Life On Two Wheels

Along the river and toward the mountains a morning shadow shimmers across the road. The rays of the first light jet through the trees and across a figure gliding upon the road. His breath trails in short spurts, petrified as it hits the icy air. All is quiet except the slight sound of the athlete as he summons himself for yet another days work. Soon the rest of the world will bustle with life as well and the brief simplicity of cyclist and nature will disappear into the everyday struggle of life in full motion; the errands and intervals, the appointments and intersections, and the deadlines and finish lines OutPaceTheRace

Monday, December 24, 2007

No thanks, I think I'll keep my seat...

Kona, Hawaii
December 23, 2007

The reason I’m in Starbucks today isn’t because I want coffee, but because it’s the only place on the island cold enough to dawn my wool hat. As the propellers of Island Air flight 1281 with non-stop service to Kona fired up this morning, the sky was a haze of grey with a hint of lazy Hawaiian warmth peaking out from behind. When the engines were all in and the wheels were spun as one with the ground a burst of tropical rain let loose from the sky and immersed the island in the stifling yet radiant brilliance of the most remote nearly divine paradise on earth.

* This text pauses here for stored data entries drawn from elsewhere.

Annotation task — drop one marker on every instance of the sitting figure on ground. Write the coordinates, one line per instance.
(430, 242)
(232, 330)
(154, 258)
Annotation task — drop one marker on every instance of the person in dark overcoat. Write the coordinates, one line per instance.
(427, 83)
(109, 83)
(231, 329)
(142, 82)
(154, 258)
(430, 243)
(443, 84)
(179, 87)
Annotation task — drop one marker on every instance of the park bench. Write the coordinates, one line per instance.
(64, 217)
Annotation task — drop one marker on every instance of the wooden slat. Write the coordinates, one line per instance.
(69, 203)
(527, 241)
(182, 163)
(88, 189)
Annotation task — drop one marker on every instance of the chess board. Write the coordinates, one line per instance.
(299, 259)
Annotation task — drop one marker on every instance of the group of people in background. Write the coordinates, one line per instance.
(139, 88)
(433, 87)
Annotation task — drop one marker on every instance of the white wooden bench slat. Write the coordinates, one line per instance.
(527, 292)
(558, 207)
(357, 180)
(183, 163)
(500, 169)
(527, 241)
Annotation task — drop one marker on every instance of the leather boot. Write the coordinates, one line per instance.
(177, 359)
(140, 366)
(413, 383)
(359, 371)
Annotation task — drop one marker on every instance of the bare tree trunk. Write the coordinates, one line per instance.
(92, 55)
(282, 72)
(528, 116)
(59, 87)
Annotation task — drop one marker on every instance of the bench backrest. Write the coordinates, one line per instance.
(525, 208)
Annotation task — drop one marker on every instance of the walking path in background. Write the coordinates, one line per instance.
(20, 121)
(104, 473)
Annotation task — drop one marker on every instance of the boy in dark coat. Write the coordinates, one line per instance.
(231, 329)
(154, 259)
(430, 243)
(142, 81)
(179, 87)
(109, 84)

We flew across the island and as I looked out the window I realized that Hilo is but an extension of the infestation abound on the island. The mere truth of the matter holds that the place is set in the middle of the pacific ocean, absolutely separate from the rest of the world and inhabited by those who are part of the culture, but only because they work as a unit and represent the jungle which they are both of. In Hilo I ordered coffee from a woman who had worked and lived in Hilo for all her life save a short visit to Orlando. She was impressed by the portly nature of the place, as those without native blood are intrigued by an island in the middle of the ocean on a map. On occasion those who venture into the islands feel isolated, secluded and distant, when in reality it would take days, weeks, even months to explore that which is hidden deep beneath the Hawaiian jungle. Perhaps it is this idea, the misfit nature of the common man on a place so foreign and intimidating, that one would feel claustrophobic in a world built beyond the means of man. And so I dawn my hat and prepare my exit, back into the place where things make sense and seasons change with time.